New technique unravels transport in living brain cells

A new technique has made it possible to study the functioning of motor proteins in living brain cells. Previously, this could previously only be done under artificial conditions outside the cell. Motor proteins transport building blocks from one location to another in a cell. NWO researcher Lukas Kapitein managed to image how motor proteins find their way around brain cells. The research into transport systems inside brain cells may lead to an improved understanding of how brain disorders such as Alzheimer’s disease progress. The new Cell Biology Department at Utrecht University, which opened on 7 October, will further develop and utilise this new technique.

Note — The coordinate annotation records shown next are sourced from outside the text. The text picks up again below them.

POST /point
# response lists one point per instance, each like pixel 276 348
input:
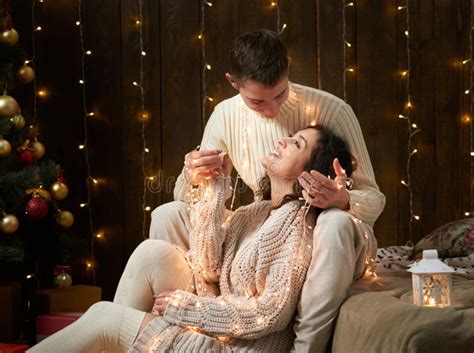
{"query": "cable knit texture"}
pixel 248 136
pixel 248 273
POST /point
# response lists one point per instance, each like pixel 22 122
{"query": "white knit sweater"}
pixel 248 278
pixel 247 136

Motor proteins organize the transport of substances in a cell. They ‘walk’ along minuscule tubes in the cell, called microtubuli. These microtubuli have plus and minus ends allowing the cell to organise the direction of protein traffic. Depending on the type of motor protein, the traffic runs from plus to minus or in reverse. The microtubuli in axons, the longest extensions of brain cells, all lie in the same direction. This makes it easy to predict the direction in which motor proteins travel in an axon and to know how certain substances travel from one point to another. However dendrites, the other extensions of brain cells, contain a highly irregular matrix of microtubuli. How protein transport was regulated had always been a big mystery. Thanks to biophysicist Lukas Kapitein, a method for studying this has now become available.

Kapitein investigated three types of motor proteins: kinesin, dynein and myosin, which all exist in various forms. Kapitein: "We discovered that certain motor proteins only move to axons and never to dendrites. This means that these proteins can sense the difference between the two types of brain cell extensions. We now have a much better understanding of how selective transport in brain cells works."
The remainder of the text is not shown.